The primary reason I don't give any credence to claims that K is the best is that they are always devoid of specifics. Most importantly, the same assertion is made across decades even though performance in J, Dyalog, and NumPy has improved by leaps and bounds in the meantime—I participated in advances of 26% and 10% in overall Dyalog benchmarks in the last two major versions. Has K4 (the engine behind kdb and Q) kept pace? Maybe it's fallen behind since Arthur left but Shakti K is better? Which other array languages has the poster used? Doesn't matter—they are all the same but K is better.

A related theme I find is equivocating between different kinds of performance. I suspect that for interpreting scalar code K is faster than APL and J but slower than Javascript, and certainly any compiled language. For operations on arrays, maybe it beats Javascript and Java but loses to current Dyalog and tensor frameworks. Simple database queries, Shakti says it's faster than Spark and Postgres but is silent about newer in-memory databases. The most extreme K advocates sweep away all this complexity by comparing K to weaker contenders in each category. Just about any language can be "the best" with this approach.

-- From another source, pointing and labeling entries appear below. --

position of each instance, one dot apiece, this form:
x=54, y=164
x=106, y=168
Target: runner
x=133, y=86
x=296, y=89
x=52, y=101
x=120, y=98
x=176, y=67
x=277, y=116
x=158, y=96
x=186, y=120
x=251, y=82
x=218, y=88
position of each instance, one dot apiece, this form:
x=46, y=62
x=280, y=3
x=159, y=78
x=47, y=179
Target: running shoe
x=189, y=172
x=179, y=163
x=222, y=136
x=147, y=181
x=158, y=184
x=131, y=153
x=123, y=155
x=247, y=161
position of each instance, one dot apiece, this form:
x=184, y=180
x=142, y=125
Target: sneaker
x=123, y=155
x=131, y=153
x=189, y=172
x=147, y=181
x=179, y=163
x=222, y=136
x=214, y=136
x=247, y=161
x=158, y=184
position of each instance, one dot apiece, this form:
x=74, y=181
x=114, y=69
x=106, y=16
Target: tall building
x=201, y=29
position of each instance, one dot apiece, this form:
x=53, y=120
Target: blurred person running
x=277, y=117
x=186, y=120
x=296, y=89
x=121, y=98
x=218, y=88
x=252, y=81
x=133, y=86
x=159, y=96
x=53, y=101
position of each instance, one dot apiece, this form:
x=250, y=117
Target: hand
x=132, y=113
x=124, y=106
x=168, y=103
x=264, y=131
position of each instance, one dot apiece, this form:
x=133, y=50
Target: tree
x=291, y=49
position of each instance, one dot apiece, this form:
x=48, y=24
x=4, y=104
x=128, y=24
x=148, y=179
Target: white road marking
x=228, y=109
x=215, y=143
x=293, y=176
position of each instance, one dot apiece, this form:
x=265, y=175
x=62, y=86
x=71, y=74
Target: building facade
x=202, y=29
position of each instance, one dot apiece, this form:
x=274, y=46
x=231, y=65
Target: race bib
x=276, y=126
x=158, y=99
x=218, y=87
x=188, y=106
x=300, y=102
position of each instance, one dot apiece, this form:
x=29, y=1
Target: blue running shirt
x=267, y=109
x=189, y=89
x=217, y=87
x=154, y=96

Before getting into array-based versus scalar code, here's a simpler case. It's well known that K works on one list at a time, that is, if you have a matrix—in K, a list of lists—then applying an operation (say sum) to each row works on each one independently. If the rows are short then there's function overhead for each one. In APL, J, and BQN, the matrix is stored as one unit with a stride. The sum can use one metadata computation for all rows, and there's usually special code for many row-wise functions. I measured that Dyalog is 30 times faster than ngn/k to sum rows of a ten-million by three float (double) matrix, for one fairly representative example. It's fine to say—as many K-ers do—that these cases don't matter or can be avoided in practice; it's dishonest (or ignorant) to claim they don't exist.